1877 Autograph Letter Signed by a Texas Rancher, Scoundrel, and Officer Charles T. Witherell, 1st Lieutenant, 19th U.S. Infantry, on Wool and Sheep Ranching in Texas.
1877 Autograph Letter Signed by a Texas Rancher, Scoundrel, and Officer Charles T. Witherell, 1st Lieutenant, 19th U.S. Infantry, on Wool and Sheep Ranching in Texas.

1877 Autograph Letter Signed by a Texas Rancher, Scoundrel, and Officer Charles T. Witherell, 1st Lieutenant, 19th U.S. Infantry, on Wool and Sheep Ranching in Texas.

Likely complicit in the killing of a bandit named John and other dirty deeds


Letter from a Texas rancher, a scoundrel, and an officer at Fort Lyon, Colorado about sheep ranching and wool business in Texas. Charles Tripler Witherell, a 1st Lieutenant in the 19th U.S. Infantry, writes to Philadelphia commission wool merchants, Edward A. Greene & Company.

In Tascosa: Its Life and Gaudy Times (Texas Tech, 2007) by Frederick W. Nolan, Witherell is seen —in the year this letter was written—
tangled up with outlaws to buy stolen sheep, likely complicit in the killing of a bandit named John Bottom, and muddled somehow in the affair of the Casner Brothers’ murder which involved an ex-Quantrill raider. Witherell was tried by court martial about a month after this letter and found guilty of various crimes, but never that of a count of murder. (See Nolan, pp.27–31 which explains the murky events.)

Here, Witherell asks to borrow $3500 from Greene & Co. “...so that I can buy and control the full crop of Wool in this section.” To effect this business proposal, Witherell describes his situation, lays out a business plan, and even offers a $10,000 life insurance policy as collateral security for the loan:

I have a ranch (sheep) on the Canadian River Pan handle of Texas, and corrals built this year for the purpose of buying the spring clip of wool, but I could not do it as I had not the money, as I had invested upward of three thousand dollars in Sheep and Stocks for the ranch. I could have bought all the wool in this section and I had the promise of all the Sheep men in the vicinity that they would shear at my corrals provided I would buy the wool. I could have controlled the whole with less than six thousand dollars. The consequence was that they had to drive their sheep into New Mexico to shear & sell their wool & are now driving them back to winter. It is about one Hundred & fifty miles from my Ranch to Las Animas Col[orado]., where there is the R.R. to ship in.

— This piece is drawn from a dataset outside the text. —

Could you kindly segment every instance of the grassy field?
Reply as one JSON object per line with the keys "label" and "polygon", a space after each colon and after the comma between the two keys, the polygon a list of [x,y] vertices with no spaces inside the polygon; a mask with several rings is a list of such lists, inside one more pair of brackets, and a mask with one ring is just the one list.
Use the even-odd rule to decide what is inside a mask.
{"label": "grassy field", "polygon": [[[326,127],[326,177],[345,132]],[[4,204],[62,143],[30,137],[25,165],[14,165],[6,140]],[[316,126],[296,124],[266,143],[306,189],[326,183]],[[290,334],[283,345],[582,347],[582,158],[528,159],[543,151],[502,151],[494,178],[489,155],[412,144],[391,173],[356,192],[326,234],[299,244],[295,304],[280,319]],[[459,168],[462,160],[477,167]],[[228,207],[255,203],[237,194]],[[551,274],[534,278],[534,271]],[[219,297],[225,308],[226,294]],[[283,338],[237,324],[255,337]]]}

If he can obtain the loan for his Texas ranch, Lieutenant Witherell, who is serving at nearby Ft. Lyon, Colorado, will “...personally attend to this business.” He provides an additional comment on Mexican sheep farmers adding that “I think I can buy the clip so that it will not cost more than 12 or 13 cents at the R.R.” The letter offers an interesting insight into one soldier’s embrace of a profitable enterprise on the American frontier; a man with a less than stellar reputation.


Description: 1877 Autograph Letter Signed by a Texas Rancher, Scoundrel, and Officer Charles T. Witherell, 1st Lieutenant, 19th U.S. Infantry, on Wool and Sheep Ranching in Texas.

Fort Lyon, Colorado. August 9, 1877. Quarto, bifolium. Three full pages. No transmittal envelope; folds, traces of soil; stray marks; tiny edge-loss; very good.